Text docs size of inference vs training

Coud you clarify how training docs' sizes (e.g text lengths) ought be related to inference docs sizes. Texts are split on paragraphes for annotators to have relatively small text pieces to work with. These text pieces are used for training. Each text piece is a paragraph of an average size ~800 chars.
For the inference in production, should the whole text be send to the model or shall it also be split on paragraphs if there is any internal biases in the model after training on shorter text pieces ?

Hi there!

In general: you want the validation set to mimic your use-case as good as possible. If you're going to apply the model on sentences, it makes sense to validate in on sentences. This typically also means that the training set would have to follow suit.

That said, if you can share some more details about your task then I might be able to give more precise advice.

Thank you for advices.
Use case - detect entities in a text of arbitrary length.
Training is dones on pieces of text split for annotators convenience. Dev and test sets follow the same principle.
We could merge multiple Docs into several bigger pieces that would be more representative of the production use-cases, depending if it matters for the model ?

But what kinds of entities are you trying to detect?

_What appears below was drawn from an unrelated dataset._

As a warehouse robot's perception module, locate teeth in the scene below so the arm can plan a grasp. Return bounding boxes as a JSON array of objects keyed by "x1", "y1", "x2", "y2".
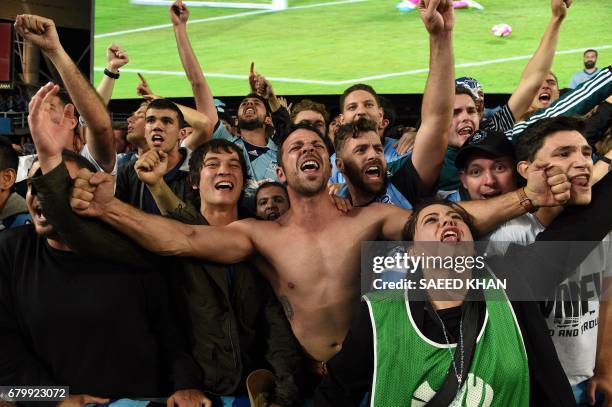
[
  {"x1": 215, "y1": 181, "x2": 234, "y2": 189},
  {"x1": 301, "y1": 160, "x2": 319, "y2": 170}
]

What kind of text are you dealing with? Newspaper articles?

We could merge multiple Docs into several bigger pieces that would be more representative of the production use-cases, depending if it matters for the model ?

This might depend on the use-case too. I know of folks who are interested in doing sentiment analysis on large documents, but to make the problem simpler they run a classification model on each sentence. Then they count how often sentences are "negative" to declare a document to be negative.

Again, a lot of my advice would depend on your use-case. If you could share a bit more about the task I might be able to give better advice.